Being that I was trying to get the nuts to be as narrow to the lower legs as possible, for the minimalistic look, I needed the tapped hole to be flat bottomed. After machining of the top 'divot' and the fully threaded hole, I only have .065" of material between the two features. I peck drilled the 3/8" drill to just short of the .700" full thread depth I needed. I then used a 3/8", 4 flute, carbide end mill to open up the 37/64" dia c'bore that I need to run a 5/8-18 flat bottom tap in there. The nuts got threaded, chased again with the tap to ensure good threads, and then deburred waiting for the axle to be lathed.

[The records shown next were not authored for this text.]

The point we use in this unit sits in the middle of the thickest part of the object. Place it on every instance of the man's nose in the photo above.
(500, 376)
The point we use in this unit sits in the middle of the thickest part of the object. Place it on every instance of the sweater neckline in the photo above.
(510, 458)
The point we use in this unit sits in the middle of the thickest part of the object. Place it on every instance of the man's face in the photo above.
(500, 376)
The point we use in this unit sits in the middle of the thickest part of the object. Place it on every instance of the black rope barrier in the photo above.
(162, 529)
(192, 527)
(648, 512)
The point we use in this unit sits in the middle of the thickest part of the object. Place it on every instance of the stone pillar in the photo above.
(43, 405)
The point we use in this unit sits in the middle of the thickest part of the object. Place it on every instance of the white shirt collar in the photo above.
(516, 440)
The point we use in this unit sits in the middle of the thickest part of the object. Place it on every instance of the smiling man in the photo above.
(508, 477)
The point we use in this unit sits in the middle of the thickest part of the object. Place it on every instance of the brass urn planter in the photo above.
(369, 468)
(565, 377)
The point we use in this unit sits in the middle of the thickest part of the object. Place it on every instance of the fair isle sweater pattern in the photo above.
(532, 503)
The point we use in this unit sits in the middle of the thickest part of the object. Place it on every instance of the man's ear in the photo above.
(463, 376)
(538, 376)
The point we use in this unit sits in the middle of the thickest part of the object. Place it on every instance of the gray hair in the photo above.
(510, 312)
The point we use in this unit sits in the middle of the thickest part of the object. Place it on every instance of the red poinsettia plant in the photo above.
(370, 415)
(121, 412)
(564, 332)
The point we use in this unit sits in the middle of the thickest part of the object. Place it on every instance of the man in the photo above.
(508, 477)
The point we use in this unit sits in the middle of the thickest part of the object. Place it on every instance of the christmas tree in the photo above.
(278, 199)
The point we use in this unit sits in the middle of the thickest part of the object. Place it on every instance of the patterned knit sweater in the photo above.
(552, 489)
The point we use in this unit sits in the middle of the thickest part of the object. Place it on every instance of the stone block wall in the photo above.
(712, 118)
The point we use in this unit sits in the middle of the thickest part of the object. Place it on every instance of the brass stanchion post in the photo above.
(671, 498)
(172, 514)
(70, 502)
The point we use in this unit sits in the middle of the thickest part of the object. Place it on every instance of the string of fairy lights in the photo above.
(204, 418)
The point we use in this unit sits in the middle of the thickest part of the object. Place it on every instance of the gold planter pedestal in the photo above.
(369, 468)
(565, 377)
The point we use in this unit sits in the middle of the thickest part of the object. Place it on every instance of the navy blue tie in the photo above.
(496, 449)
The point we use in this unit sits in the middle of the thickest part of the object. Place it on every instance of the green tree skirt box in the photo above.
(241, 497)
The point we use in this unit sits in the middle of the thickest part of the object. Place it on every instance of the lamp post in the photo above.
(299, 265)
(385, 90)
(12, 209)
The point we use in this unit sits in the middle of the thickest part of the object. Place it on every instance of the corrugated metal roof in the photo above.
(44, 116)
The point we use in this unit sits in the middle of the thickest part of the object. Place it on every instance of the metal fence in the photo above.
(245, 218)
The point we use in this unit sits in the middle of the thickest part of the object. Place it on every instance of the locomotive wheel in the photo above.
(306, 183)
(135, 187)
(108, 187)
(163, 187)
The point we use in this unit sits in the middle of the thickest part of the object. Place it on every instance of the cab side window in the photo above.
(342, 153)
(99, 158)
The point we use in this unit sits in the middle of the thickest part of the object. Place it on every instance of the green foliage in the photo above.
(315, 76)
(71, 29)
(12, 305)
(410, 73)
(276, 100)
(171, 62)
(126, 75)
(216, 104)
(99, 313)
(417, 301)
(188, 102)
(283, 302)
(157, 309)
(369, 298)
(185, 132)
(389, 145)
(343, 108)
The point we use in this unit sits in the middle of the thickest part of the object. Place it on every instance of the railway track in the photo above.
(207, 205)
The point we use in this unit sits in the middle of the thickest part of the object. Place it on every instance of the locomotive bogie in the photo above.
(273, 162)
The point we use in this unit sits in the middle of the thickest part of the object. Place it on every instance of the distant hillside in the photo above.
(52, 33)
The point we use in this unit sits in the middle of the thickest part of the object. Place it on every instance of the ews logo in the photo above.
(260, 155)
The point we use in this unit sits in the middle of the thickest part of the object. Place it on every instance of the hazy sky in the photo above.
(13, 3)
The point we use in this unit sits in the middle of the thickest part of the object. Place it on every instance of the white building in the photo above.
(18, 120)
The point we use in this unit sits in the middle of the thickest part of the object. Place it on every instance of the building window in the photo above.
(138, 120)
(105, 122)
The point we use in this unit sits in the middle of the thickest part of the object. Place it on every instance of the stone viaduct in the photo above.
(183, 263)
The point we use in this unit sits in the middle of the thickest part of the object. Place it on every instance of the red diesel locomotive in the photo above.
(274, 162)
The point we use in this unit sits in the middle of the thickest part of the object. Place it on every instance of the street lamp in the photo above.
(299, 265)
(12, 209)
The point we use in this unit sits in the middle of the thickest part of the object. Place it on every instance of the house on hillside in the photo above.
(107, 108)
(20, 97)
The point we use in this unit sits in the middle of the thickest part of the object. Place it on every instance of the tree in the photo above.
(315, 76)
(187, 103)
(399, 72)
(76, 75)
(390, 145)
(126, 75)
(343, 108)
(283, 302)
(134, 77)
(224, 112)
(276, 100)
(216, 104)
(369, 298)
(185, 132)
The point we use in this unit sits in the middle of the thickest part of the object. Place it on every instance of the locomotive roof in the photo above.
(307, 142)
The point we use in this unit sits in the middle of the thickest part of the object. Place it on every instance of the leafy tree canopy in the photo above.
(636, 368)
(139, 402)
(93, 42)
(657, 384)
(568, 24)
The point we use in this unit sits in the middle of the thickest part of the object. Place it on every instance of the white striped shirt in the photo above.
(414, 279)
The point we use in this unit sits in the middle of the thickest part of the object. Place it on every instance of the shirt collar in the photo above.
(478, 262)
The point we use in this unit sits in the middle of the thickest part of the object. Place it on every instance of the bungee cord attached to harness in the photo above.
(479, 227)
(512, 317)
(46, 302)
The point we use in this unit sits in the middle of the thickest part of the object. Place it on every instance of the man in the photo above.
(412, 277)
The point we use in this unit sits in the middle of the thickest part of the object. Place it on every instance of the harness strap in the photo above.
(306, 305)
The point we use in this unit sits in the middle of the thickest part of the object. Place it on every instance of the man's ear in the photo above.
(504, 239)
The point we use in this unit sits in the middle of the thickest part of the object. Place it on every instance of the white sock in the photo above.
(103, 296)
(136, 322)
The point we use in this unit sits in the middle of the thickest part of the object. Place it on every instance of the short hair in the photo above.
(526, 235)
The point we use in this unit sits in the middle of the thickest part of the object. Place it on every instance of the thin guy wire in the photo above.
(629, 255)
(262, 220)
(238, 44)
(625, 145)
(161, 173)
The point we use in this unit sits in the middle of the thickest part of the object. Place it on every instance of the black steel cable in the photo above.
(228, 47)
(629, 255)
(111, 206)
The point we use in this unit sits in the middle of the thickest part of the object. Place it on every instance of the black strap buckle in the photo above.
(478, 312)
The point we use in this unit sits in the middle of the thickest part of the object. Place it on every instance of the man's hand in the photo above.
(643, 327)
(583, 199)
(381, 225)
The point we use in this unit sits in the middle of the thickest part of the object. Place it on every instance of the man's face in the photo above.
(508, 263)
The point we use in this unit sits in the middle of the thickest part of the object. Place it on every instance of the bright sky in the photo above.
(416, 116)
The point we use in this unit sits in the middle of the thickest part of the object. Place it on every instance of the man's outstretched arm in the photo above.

Top view to show a better view of the 3-d machining that we did. They look sweet, like something off an F-1 car. Stainless sucks to machine and it\s really good at cutting your hands when trying to deal with the edge burrs and the chips, but it looks awesome machined with good carbide cutters. I know that many of your thinking, well that looks like a normal nut, why did you spend the time and money for material to make it, rather than buy it. Becuase you can't buy this nut anywhere. Most flange head nuts, are through threaded, not blind this design. Most nuts have a smaller aspect ratio of the ID thread, to hex size to OD than this. My design is the perfect fit for my bike, and that is all that I want in the end. I don't care if it takes a long time to design or make. I won't cut corners on my projects.
Axle Nuts in process. Started with that 1.625" dia 303L stainless stick. Programmed the 3-D milling with the help of Chad (BAKER Design Engineer) and Kris (BAKER Prototype Machinist) using Featurecam. Cut some slugs off of the stick, Kris milled some round pockets in the soft jaws of the small haas, and we knocked out the hex nuts to the state you see here. Note how the nut in the vise has a much smaller flange thickness on the bottom. I have already used a 2.5 dia indexable cutter to face it to the final .800" height. The other nut is next for a haircut.